Girls on Fire

“It’s not like he’s dead.”


“Of course not.” He looked like he wanted to put his hand on my shoulder. Don’t ask me how I knew; I know what it looks like when a man wants to lay hands on me.

“He didn’t leave because of me, if that’s what you were thinking.”

“It wasn’t.”

“My mother made him think he was worthless. Tell someone that enough and they start to believe it.”

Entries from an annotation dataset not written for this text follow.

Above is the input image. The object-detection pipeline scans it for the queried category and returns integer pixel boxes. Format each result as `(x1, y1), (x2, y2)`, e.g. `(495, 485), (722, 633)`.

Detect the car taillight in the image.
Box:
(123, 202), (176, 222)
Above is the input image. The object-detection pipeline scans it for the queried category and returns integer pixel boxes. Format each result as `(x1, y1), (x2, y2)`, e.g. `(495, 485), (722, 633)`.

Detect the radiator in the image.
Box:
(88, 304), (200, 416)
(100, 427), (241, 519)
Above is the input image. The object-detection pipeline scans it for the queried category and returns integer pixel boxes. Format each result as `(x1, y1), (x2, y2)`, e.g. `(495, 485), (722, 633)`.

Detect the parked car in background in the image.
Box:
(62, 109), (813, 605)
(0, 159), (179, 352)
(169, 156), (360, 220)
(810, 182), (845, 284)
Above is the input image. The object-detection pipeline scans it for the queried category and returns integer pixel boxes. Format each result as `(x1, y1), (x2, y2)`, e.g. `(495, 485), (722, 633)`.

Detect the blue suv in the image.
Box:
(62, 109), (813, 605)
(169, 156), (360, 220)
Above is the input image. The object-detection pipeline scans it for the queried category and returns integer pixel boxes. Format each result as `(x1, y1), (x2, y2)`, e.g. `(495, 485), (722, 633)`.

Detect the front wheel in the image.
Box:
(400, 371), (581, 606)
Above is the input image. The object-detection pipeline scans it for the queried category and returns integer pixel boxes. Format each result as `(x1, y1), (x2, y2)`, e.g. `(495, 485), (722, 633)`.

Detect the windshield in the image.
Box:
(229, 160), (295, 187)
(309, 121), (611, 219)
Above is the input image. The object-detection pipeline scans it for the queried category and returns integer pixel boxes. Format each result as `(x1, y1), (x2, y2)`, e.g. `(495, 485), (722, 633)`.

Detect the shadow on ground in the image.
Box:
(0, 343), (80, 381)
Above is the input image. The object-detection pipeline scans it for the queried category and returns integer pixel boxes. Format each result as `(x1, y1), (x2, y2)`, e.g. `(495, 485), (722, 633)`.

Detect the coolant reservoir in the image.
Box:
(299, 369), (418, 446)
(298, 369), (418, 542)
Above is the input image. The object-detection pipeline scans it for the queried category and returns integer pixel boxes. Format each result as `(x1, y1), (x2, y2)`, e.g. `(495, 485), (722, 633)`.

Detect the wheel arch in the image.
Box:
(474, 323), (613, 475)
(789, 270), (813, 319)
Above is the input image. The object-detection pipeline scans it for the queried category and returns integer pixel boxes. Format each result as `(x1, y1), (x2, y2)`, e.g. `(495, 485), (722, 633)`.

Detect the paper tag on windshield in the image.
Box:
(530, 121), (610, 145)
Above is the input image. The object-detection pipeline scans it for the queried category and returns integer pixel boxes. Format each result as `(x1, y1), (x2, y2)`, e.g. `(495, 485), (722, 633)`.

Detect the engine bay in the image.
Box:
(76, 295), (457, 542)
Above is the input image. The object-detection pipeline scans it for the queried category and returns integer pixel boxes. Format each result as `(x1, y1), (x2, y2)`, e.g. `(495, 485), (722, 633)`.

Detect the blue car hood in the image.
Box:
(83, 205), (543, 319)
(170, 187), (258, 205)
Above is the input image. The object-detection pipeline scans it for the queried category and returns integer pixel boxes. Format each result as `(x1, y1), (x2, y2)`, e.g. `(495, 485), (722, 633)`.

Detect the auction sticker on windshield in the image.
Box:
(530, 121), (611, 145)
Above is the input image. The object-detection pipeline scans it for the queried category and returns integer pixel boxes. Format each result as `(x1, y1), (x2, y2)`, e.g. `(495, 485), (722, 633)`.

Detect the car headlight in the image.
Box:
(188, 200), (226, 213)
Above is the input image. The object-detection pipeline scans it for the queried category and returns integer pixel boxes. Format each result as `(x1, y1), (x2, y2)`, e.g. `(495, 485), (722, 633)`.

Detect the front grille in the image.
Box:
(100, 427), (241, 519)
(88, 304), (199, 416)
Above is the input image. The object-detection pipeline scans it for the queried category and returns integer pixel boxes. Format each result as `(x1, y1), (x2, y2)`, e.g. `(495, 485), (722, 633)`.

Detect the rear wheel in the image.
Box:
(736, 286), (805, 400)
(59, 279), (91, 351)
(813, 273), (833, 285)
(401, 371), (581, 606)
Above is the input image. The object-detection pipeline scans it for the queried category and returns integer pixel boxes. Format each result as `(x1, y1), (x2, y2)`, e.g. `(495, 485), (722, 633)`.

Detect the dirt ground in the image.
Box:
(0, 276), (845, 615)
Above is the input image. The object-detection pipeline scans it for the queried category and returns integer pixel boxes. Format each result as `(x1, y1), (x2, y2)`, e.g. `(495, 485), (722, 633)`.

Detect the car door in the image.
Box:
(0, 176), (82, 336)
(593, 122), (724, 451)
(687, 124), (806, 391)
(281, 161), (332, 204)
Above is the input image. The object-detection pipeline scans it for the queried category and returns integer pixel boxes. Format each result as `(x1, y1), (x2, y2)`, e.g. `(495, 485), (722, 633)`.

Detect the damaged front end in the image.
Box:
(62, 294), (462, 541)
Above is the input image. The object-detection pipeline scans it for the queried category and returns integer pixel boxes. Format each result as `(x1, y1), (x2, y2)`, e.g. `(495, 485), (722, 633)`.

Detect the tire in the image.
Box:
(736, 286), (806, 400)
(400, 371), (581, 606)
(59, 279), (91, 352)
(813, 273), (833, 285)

He drew on the cigarette, breathed out a puff of smoke.

“I hope you don’t believe it, Jimmy.”

“Excuse me?”

“You shouldn’t let her make you feel worthless.”

I was doing you a favor. He needed someone to remind him that he existed, that he wasn’t just a figment of your mother’s imagination. Let someone start believing they’re not real and, poof, one day they disappear. You wouldn’t want that, Dex.

We both know the last thing you want is to be like me.

“Mrs. Dexter has a lot on her plate these days,” he said. “And I’m not making things any easier.”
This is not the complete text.